Ahlak nedir?

Durum
Mesaj gönderimine kapalı.
Bence ahlak hem doğuştan gelen hem de çevrendekiler ile oluşan bir şey, kendimden örnek veriyim. Adanalıyım buradaki insanları görsen düşünce tarzlarını sen nasıl bu kişilik ile çıktın oradan dersin. Yani bence doğduğun zaman belli bir kalıplaşmış bir düşünce tarzı ile doğarsın. Ama yaşadığın yere göre o düşünce tarzları filizlenir fakat düşünce özgürlüğü olmayan bir yerde zor.


Mesela şey de var bir insan öldürmek kötü bir şey olarak görülür ama eğer öldürdüğün kişi kötü biri ise "oh iyi olmuş" derler o zaman ahlak duygularımıza göre şekillenir o zaman (bence) bir robotun gözünden suç suçtur ne gibi etkenleri olduğu önemsiz sonuç olarak öldürdü mü öldürdü. çok fazla o zaman demişim.

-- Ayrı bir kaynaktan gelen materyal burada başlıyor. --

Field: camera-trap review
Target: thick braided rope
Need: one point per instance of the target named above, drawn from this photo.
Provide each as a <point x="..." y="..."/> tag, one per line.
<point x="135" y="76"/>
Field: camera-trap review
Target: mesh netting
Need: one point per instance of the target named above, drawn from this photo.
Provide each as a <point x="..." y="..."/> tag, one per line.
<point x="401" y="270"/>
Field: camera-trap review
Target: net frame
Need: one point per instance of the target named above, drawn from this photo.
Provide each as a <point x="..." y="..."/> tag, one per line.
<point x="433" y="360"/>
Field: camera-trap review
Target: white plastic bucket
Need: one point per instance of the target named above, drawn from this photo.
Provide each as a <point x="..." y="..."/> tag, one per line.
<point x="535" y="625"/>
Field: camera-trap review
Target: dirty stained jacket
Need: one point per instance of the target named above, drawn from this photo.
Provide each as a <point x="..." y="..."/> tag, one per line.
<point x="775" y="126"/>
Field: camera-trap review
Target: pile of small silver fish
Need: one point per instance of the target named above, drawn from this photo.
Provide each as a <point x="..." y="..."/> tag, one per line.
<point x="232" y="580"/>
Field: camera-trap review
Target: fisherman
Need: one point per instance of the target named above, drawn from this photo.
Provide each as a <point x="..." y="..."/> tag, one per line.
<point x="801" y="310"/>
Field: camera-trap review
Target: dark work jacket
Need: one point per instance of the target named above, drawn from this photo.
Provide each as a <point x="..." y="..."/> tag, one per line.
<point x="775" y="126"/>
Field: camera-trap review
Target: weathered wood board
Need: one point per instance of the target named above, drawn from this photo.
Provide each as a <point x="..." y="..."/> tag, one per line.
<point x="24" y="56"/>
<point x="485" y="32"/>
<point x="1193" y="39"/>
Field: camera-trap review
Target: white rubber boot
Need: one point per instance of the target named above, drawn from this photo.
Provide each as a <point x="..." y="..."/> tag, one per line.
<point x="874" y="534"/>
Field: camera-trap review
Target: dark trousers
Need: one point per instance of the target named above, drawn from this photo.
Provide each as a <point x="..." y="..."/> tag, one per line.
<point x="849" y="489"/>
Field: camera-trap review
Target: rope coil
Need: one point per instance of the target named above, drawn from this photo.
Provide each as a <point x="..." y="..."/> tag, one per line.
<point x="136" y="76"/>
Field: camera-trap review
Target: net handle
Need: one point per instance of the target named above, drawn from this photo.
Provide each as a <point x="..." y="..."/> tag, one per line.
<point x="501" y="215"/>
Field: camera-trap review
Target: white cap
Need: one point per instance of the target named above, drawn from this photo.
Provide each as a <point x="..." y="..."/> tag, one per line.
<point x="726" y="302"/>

Iste bence yasadigin cevrenin normlarina zamanla adapte olmak zorunda kaliyor insan. Bu baskiyi uzerinde hissediyorsun. Ben kuzenimle bas basa kafeye gidemezdim lise cagindayken, etrafta laf soz olur diye. Sana sacma gelse dahi toplumun normlari bir sekilde dayatiliyor insana. O sebeple ya yasadigin yeri degistirmek zorunda kaliyorsun ya kendini ta da toplumu. Ben hep 1. yi tercih ettim : )
 
Bir hareketin uzun vadede toplum icin daha faydali olacagini bilebilirsek onceden, ki bu pekala bir sey calmak ya da birini oldurmek olabilir, o halde o hareket icin kesin bir sekilde "sonucu iyi oldu" diyebiliriz, degil mi?
Kesinlikle, toplum yargılarına göre olay böyle işliyor. İnsan öldürmek gerek din gerek toplumun ahlaki değerlerine uymaz. Peki memleketine savaş açıp topraklarına giren düşman askerini öldürüp ülkeyi düşman işgalinden kurtardığımızda kimse bize ''ama insan öldürdün'' deyip ahlak bekçiliği yapabilir mi? Yapmaz çünkü sen gerek kısa vadede gerek uzun vadede toplumun yararına bir şey yapmışsın, amaca göre yargılar çok fazla değişebiliyor.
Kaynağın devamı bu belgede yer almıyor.